It wasn’t until I was pouring a can of beans into the pot and starting my cleanup that I realized the beauty of this recipe. Ree Drummond completely side steps a long simmer time by using what’s right in front of her. Instead of draining and rinsing canned beans and corn, Ree throws it all in the pot. Not only does this boost flavor, but it also makes for a thicker, richer soup. The drippings from the beef stay right in the pan (as they should) and she leans on taco seasoning and hot sauce to quickly boost flavor and spice.
There’s no question that when it comes to quick weeknight meals, The Pioneer Woman knows what she’s doing, especially when it comes to comfort food.
The Pioneer Woman Taco Soup Recipe
- 2 tablespoons olive oil
- 1 medium onion, diced
- 3 cloves garlic, minced
- 2 pounds ground beef
- Kosher salt and freshly ground black pepper
- 2 heaping tablespoons tomato paste
- 1 heaping tablespoon taco seasoning
- One 15-ounce can black beans, undrained
- One 15-ounce can fire-roasted corn, undrained
- One 15-ounce can tomatoes with green chiles
- 2 cups vegetable stock
- Hot sauce, to taste
- 1 cup shredded cheddar
- 1 cup sour cream
- 1/4 cup fresh cilantro leaves
- Yellow corn chips
Step 1: Cook the onions and garlic
Heat the olive oil in a large Dutch oven over medium heat. When the oil is hot, add the onion and garlic and cook until they have started to soften, about 1 minute.
Step 2: Brown the beef
Add the beef and sprinkle with a pinch of salt and pepper (use a hefty pinch or two). Cook the beef, breaking it up with a spatula, until it is cooked through and browned, about 8 minutes. Add the tomato paste and taco seasoning, then stir to combine.
Step 3: Add the veggies
Stir in the black beans (juices and all), corn (also with their juices), tomatoes with green chiles and vegetable stock.

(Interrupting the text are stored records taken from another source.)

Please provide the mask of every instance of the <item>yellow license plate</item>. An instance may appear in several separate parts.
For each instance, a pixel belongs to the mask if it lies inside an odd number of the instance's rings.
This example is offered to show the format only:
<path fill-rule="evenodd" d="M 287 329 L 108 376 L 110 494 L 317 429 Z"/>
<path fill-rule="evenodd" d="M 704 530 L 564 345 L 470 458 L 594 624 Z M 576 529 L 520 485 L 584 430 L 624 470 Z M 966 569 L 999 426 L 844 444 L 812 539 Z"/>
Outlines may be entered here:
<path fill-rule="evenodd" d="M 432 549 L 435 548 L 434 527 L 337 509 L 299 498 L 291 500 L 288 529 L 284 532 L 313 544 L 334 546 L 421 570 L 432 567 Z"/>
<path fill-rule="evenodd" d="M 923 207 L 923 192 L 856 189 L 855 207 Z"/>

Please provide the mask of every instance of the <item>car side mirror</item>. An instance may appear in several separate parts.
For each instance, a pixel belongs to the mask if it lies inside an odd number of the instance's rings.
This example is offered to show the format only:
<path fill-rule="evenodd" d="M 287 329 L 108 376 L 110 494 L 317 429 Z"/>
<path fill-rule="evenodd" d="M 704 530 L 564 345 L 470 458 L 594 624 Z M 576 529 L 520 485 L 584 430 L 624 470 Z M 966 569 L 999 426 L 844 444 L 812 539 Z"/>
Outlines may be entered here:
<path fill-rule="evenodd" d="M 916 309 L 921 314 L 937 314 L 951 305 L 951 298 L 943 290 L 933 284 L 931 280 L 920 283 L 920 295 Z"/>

Add a few dashes of hot sauce (be careful; you can always add more to taste at the end). Stir well and bring to a boil. Boil to allow the flavors to come together and the liquid to slightly thicken, 10 to 15 minutes. Taste and adjust the seasoning as needed.
Ree’s Tip: Ree says that the trick to a shortcut soup like this is to let the ingredients sit at a “violent” boil.
Step 4: Divide among bowls and garnish
Serve in bowls, garnished with cheddar cheese, sour cream, cilantro and more hot sauce. Sprinkle with crumbled corn chips.
Here’s What I Thought
Overall, The Pioneer Woman taco soup recipe is a satisfying meal that will feed a hungry family in less than 30 minutes (much like the classic Pioneer Woman lasagna). It truly couldn’t be more simple.
This being said, there are a few things I would do differently. For starters, the onions and garlic need more than 1 minute to start softening in the pot. I would bump that time up to at least 5 minutes or until they get some color. After all, color equals flavor. The same goes for the tomato paste. Let that brown a bit in the pot before adding the canned tomatoes.
It’s also important to use a good taco seasoning—this is where the majority of flavor is being added. You can always make homemade taco seasoning, or buy a good brand from the store. If you opt to buy packets of seasoning, make sure it’s mostly spices, not just salt. You can season to taste with salt as you cook and again right before serving. These are the best taco seasoning brands, according to our Test Kitchen.
Finally, I grabbed corn tortilla chips instead of corn chips. Big mistake. Do as The Pioneer Woman instructs and get classic corn chips!